Spotify Player Hardened

SKILL.md

---
name: spotify-player-hardened
description: Terminal Spotify playback/search via spogo (preferred) or spotify_player.
homepage: https://www.spotify.com
metadata:
  {
    "openclaw":
      {
        "emoji": "🎵",
        "requires": { "anyBins": ["spogo", "spotify_player"] },
        "install":
          [
            {
              "id": "brew",
              "kind": "brew",
              "formula": "spogo",
              "tap": "steipete/tap",
              "bins": ["spogo"],
              "label": "Install spogo (brew)",
            },
            {
              "id": "brew",
              "kind": "brew",
              "formula": "spotify_player",
              "bins": ["spotify_player"],
              "label": "Install spotify_player (brew)",
            },
          ],
      },
  }
---

# spogo / spotify_player

Use `spogo` **(preferred)** for Spotify playback/search.
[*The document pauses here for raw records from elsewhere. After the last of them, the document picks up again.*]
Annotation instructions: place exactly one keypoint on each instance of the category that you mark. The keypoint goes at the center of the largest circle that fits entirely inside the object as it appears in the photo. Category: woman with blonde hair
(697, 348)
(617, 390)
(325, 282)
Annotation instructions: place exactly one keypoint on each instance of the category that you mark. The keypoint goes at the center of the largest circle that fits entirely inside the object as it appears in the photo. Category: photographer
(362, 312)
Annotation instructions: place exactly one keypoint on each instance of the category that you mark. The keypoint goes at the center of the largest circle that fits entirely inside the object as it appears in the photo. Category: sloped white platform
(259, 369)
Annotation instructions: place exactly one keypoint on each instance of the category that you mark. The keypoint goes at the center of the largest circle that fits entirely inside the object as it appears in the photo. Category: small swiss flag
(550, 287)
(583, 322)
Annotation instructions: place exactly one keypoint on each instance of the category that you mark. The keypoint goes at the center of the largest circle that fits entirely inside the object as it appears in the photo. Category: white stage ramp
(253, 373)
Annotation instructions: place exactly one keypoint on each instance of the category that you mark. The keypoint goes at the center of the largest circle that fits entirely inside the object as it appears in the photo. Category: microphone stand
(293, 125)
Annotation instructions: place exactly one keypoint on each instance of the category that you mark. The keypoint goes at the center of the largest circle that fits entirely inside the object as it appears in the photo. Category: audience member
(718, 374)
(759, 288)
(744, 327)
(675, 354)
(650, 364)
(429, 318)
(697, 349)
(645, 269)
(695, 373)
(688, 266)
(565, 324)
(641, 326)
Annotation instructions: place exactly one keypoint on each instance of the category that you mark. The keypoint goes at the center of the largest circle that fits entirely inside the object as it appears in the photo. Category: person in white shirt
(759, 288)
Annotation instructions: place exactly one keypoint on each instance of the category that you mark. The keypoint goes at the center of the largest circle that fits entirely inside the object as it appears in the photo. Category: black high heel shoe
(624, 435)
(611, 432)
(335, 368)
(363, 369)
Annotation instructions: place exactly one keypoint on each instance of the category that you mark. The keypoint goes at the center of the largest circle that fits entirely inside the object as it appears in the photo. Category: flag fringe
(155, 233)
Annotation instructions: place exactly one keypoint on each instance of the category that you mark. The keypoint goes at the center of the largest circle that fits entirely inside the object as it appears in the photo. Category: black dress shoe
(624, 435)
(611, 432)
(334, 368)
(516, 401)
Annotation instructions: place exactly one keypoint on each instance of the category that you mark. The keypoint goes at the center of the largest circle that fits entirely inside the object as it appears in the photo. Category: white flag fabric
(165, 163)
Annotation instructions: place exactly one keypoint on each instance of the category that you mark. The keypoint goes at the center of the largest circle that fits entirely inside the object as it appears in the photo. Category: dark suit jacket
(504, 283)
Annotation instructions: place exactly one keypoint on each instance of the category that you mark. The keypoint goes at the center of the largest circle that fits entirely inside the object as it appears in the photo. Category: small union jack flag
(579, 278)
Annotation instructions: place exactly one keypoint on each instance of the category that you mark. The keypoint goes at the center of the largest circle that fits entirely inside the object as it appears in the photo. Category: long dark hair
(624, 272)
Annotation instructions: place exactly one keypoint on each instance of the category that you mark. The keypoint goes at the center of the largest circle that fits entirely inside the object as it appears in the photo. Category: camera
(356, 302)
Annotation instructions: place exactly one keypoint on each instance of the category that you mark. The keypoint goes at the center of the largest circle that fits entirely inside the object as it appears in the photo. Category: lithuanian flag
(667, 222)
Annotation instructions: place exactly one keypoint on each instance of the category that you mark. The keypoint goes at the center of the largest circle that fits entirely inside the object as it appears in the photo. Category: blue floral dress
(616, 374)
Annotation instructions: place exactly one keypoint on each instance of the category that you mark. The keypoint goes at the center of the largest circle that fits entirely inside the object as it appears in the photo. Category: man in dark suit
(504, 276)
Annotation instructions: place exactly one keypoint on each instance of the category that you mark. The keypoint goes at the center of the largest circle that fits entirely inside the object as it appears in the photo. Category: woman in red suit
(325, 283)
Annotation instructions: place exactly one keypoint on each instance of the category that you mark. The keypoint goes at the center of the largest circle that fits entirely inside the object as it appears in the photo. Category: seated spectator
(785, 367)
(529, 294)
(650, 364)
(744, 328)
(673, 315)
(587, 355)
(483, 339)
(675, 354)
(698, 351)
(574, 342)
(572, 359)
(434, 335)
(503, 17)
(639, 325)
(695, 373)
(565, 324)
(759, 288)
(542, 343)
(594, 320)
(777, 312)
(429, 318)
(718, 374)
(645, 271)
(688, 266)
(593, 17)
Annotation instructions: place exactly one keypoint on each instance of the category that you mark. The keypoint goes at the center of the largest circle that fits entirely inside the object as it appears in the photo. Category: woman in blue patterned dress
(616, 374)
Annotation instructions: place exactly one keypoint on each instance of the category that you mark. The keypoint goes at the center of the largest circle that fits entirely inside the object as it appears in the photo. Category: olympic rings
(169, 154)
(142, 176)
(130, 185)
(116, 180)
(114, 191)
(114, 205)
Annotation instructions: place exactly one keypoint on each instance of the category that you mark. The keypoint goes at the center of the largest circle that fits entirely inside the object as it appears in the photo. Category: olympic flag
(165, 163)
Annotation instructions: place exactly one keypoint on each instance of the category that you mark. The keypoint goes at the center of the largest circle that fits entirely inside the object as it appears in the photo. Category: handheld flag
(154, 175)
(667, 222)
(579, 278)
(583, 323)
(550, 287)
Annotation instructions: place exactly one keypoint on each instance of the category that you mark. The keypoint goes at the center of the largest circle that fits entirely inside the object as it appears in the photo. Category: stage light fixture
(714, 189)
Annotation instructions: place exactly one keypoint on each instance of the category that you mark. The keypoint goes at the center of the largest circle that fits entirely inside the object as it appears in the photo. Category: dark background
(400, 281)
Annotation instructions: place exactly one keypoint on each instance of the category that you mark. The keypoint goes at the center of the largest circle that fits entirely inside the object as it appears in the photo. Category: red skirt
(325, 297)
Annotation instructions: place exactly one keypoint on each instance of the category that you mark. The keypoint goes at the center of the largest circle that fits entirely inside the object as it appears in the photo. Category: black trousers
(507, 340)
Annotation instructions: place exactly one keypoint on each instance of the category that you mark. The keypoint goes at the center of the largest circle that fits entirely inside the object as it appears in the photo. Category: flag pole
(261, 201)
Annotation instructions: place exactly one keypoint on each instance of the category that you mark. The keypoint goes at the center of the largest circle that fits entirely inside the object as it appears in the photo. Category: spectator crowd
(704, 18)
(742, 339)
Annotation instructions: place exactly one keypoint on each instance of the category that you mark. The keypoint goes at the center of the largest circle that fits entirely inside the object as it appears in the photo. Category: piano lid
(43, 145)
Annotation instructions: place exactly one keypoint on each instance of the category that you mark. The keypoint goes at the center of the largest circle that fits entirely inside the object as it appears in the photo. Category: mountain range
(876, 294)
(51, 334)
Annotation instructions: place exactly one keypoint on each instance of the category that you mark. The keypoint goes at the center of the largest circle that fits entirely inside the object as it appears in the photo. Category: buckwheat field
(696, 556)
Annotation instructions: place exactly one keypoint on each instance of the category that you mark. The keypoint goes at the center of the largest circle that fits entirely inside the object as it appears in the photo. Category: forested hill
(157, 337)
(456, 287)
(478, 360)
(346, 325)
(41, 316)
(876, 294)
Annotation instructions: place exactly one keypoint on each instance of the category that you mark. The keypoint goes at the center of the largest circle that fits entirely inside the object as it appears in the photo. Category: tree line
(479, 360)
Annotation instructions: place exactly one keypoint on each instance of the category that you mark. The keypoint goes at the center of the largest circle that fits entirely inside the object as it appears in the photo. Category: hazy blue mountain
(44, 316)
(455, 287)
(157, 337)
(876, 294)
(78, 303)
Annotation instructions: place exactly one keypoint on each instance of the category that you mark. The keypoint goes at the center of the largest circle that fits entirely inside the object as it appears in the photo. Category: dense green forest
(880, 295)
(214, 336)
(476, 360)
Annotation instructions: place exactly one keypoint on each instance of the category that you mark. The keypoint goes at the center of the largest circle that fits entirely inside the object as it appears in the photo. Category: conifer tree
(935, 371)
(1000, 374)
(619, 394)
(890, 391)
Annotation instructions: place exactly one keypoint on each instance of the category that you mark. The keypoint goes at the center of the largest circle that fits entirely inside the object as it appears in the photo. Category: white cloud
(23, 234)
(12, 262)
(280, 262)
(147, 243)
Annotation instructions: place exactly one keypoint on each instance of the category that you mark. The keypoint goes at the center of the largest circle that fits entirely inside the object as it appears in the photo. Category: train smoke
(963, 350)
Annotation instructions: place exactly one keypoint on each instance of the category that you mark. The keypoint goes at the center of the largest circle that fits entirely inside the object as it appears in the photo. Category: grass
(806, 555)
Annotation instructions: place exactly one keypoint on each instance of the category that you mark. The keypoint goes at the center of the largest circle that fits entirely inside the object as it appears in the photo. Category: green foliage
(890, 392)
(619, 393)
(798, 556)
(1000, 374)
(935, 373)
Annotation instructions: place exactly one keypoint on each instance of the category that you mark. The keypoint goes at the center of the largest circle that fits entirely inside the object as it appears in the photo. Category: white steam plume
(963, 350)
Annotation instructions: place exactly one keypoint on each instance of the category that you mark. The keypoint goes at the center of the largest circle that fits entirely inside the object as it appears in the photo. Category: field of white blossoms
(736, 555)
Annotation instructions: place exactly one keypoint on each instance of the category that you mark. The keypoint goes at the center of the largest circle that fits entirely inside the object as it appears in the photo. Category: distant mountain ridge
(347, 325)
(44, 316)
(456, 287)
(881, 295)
Fall back to `spotify_player` if needed.

Requirements

- Spotify Premium account.
- Either `spogo` or `spotify_player` installed.

spogo setup

- Import cookies: `spogo auth import --browser chrome`

Common CLI commands

- Search: `spogo search track "query"`
- Playback: `spogo play|pause|next|prev`
- Devices: `spogo device list`, `spogo device set "<name|id>"`
- Status: `spogo status`

spotify_player commands (fallback)

- Search: `spotify_player search "query"`
- Playback: `spotify_player playback play|pause|next|previous`
- Connect device: `spotify_player connect`
- Like track: `spotify_player like`

Notes

- Config folder: `~/.config/spotify-player` (e.g., `app.toml`).
- For Spotify Connect integration, set a user `client_id` in config.
- TUI shortcuts are available via `?` in the app.

## Security Guardrails
<!-- Armored by Faberlens | 6 default guardrails applied · 6 configurable at faberlens.ai/explore/spotify-player -->

- Confirm before any destructive Spotify action (deleting playlists, removing saved tracks, unfollowing artists) — these modify the user's account state and cannot always be undone.

- Do not read or modify `~/.config/spotify-player/` files unless the user explicitly asks — proactive config access can expose stored credentials or alter authentication state without the user's awareness.

- Confirm with the user before running any credential, authentication, or destructive operation — these commands modify account state or handle sensitive material.

- Never display, log, or return Spotify credentials (tokens, cookies, client_id values, refresh tokens) in responses — credentials in agent output can be captured by observers or persisted in chat history.

- Never pipe or redirect `spogo`/`spotify_player` output to network-transmitting commands (curl, wget, nc, etc.) — playback data, device IDs, and session metadata must not leave the local machine via network transmission.

- Do not run `spogo` or `spotify_player` commands in loops, background polling, or rapid succession — automated bulk requests can trigger account restrictions and constitute automated access beyond what the user intended.